When I was 15 years old, I saw Cabaret for the first time, at a community theater in northeast Ohio. Though I considered myself sophisticated in important ways (I recall that I was wearing a wide-leg Donna Karan bodysuit that evening), my experience as a theatergoer was then limited to The Sound of Music and Ice Capades: Let's Celebrate.
I wonder if my parents, who had season tickets to the theater, knew that the show wasn't exactly "family" entertainment. Set in 1931 Berlin as it careens toward the abyss, Cabaret depicts alternating stories. There's the doomed romance between a fledgling novelist named Clifford Bradshaw and a young singer of supreme charisma (and mediocre talent) named Sally Bowles.
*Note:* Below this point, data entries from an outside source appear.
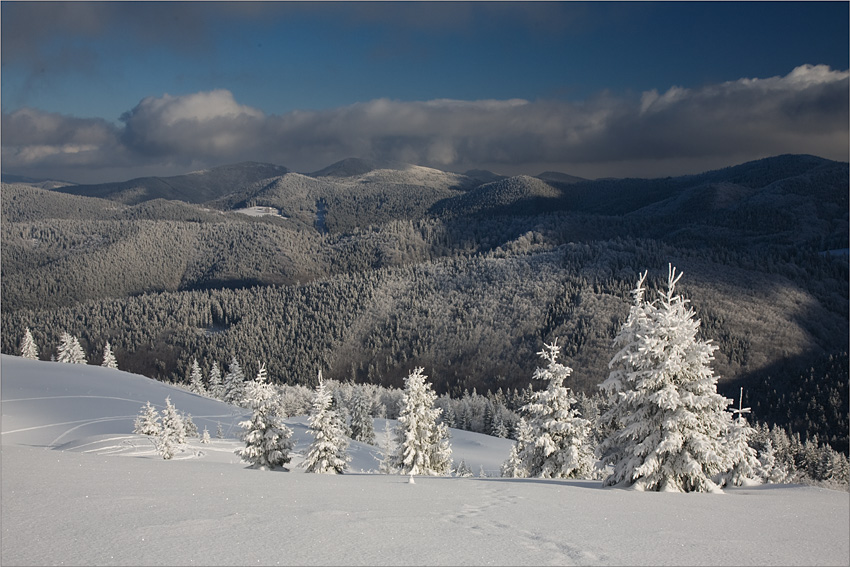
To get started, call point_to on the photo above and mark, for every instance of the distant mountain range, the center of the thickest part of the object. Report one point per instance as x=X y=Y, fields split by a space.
x=367 y=269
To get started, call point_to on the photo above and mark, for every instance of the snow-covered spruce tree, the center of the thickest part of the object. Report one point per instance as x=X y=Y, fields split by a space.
x=665 y=416
x=769 y=470
x=70 y=350
x=108 y=357
x=556 y=444
x=196 y=379
x=189 y=427
x=268 y=440
x=234 y=384
x=216 y=389
x=327 y=452
x=514 y=467
x=422 y=445
x=463 y=470
x=362 y=427
x=147 y=422
x=387 y=451
x=743 y=461
x=28 y=348
x=171 y=434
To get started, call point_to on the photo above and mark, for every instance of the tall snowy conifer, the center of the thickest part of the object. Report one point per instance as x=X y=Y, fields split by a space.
x=268 y=440
x=109 y=357
x=422 y=445
x=327 y=452
x=28 y=348
x=665 y=417
x=234 y=384
x=70 y=350
x=147 y=422
x=196 y=379
x=171 y=434
x=216 y=388
x=555 y=444
x=743 y=460
x=362 y=427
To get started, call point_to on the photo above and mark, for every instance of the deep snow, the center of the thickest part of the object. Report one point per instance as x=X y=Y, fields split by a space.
x=79 y=488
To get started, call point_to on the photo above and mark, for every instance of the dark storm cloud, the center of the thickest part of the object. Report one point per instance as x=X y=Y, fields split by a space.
x=805 y=111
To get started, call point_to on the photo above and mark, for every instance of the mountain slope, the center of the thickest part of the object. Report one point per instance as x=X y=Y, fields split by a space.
x=72 y=469
x=197 y=187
And then there's the seedy nightclub, the Kit Kat Club, which is populated with a highly sexualized cast of misfits and overseen by a ghoulish Master of Ceremonies.
The show's ethos-the glamour and terror, the irreverence, the campiness, the unreality-shaped my taste forever, and I knew that I had just experienced one of the greatest works of art ever created. I would never look at theater, or life, in the same way again.
Over three decades later, I've seen more stage productions of Cabaret than any other show, including a revival starring the original Emcee, Joel Grey; I've seen the Bob Fosse film version over 50 times. I've pretty much always got one of Fred Ebb's sardonic lyrics jangling around in my head. Today, it's "You'll never turn the vinegar to jam, mein Herr," and I couldn't agree more.
Youthful exposure to Cabaret also turned out to be a life-changing event for the star of the new production opening this month on Broadway, Eddie Redmayne. "Weirdly, when I was 15, it was the first thing that made me believe in this whole process," he says. Redmayne was a student at Eton when he first played the Emcee; he had never seen Cabaret when he was cast.